Neue bzw. alte Diskussionen flammen in der Gesellschaft wieder auf. Vorratsdatenspeicherung in Deutschland, die neue Macht des FN, die Spaltung der Gesellschaft allgemein, das lässt sich jetzt ganz gut beobachten. Die Gesellschaft soll simplifiziert werden: hier die Guten, da die Bösen. Wer gut und wer böse ist, nur eine Frage der Perspektive. Man kann sich so schön verkennen: alle Muslime stehen unter potentiellen Terrorverdacht, der Westen hat die Muslime schon immer diskriminiert, nun hat er einen weiteren Vorwand. Solche Aussagen wird man öfter hören. Sie pauschal und falsch. Aber genau darum geht es. Es geht um Freund und Feind, es geht um die Entmenschlichung einer Gesellschaft. Wir sollen nur noch Teil von Kollektiven sein.  Deshalb mussten Menschen sterben.

Terror als Instrument.

Es geht aber nicht nur um Kollektivierung. Es geht um Identitäten und deren Konflikte.

Das Politische bricht sich hier eine neue Bahn:

Politisches geschieht dort, wo Identitäten in Anerkennungskonflikte verwickelt, d.h. in Frage gestellt sind (Thomas Bedorf ) [1]

Wir haben hier Anerkennungskonflikte. Diese werden weiter geschürt. Terror soll genau dies bewirken. Es mussten Menschen sterben, weil ihre Identität, stellvertretend für die ganze Gesellschaft, verkannt wird.

Terror ist gegen jede Form von Politik:

Politik vollzieht sich dort, wo mit mit institutionell gesicherten Identitäten ge- und verhandelt wird (Thomas Bedorf ) [2]

Terror will nicht verhandeln, er will sich nicht in Strukturen einbinden lassen. Wer sein Leben für eine Ideologie weg wirft, dem ist das alles scheiß egal. Terror ist ein Instrument um das Politische „in Reinform zu induzieren“. Wenn man nichts mehr wert ist, wenn man nur noch ein Gegenstand ist, dann wird nichts mehr ge- und verhandelt. Es werden vielleicht Geld, Waffen und Gefolgsleute heraus gepresst, die Sache, an sich, steht nicht mehr zur Disposition.

Und nun?

Wer mit Kalaschnikows Menschen morden will, wer dies gezielt plant, wer sein Leben weg werfen will, dem ist nur sehr schwer beizukommen. Hilft uns die Vorratsdatenspeicherung hier wirklich? Rechtfertigt dieser Effekt den Eingriff in den Datenschutz? Hilft uns mehr Sicherheitspersonal hier wirklich weiter?

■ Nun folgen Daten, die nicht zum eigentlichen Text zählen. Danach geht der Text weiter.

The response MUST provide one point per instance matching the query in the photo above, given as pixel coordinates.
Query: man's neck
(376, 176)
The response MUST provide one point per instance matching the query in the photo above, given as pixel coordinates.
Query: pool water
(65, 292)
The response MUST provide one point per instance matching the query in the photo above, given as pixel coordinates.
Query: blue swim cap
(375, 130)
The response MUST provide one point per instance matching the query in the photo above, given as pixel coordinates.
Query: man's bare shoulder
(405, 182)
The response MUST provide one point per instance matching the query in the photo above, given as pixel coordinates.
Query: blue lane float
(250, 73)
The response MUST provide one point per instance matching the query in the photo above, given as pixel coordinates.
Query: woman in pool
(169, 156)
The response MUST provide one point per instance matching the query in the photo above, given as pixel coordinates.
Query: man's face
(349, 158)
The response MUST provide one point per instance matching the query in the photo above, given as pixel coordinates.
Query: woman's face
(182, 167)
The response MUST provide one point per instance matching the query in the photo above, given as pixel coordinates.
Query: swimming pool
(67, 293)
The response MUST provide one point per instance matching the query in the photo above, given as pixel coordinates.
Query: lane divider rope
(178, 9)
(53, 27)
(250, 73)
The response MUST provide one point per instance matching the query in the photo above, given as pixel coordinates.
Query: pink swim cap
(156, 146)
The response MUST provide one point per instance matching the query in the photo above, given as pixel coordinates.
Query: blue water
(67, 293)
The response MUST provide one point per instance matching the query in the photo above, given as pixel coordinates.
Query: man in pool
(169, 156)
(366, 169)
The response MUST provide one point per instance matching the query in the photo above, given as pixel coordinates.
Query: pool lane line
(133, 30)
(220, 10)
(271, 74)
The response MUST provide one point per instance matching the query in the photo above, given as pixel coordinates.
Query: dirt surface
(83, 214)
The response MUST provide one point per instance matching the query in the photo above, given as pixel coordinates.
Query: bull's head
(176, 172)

Es sind die selben Reflexe, wie sie immer kommen: mehr Rechte, mehr Geld. Bekämpft man damit eine Politisierung effektiv? Man begegnet den Symptomen, wenn überhaupt. Die Ursachen werden damit nicht angegangen. Es werden nicht die richtigen Fragen gestellt: warum werden Menschen zu Terroristen? Wie können wir vermeiden, dass sie derart verrohen? Wie können wir ihnen zeigen, das sie auch auf andere Weise in die Gesellschaft wirken können?

Denn es geht genau darum. Menschen wollen in die Gesellschaft wirken. Wie können wir diese Wirkmächtigkeit in etwas produktives verwandeln?

Die Terroristen haben ihr Ziel bereits erreicht. Da mache ich mir nichts vor. Mehr können einzelne Menschen nicht erreichen, das ist das Schlimme. Terror ist effektiv. Ich hoffe, das dieser Effekt wieder verfliegt. Dennoch ist er da.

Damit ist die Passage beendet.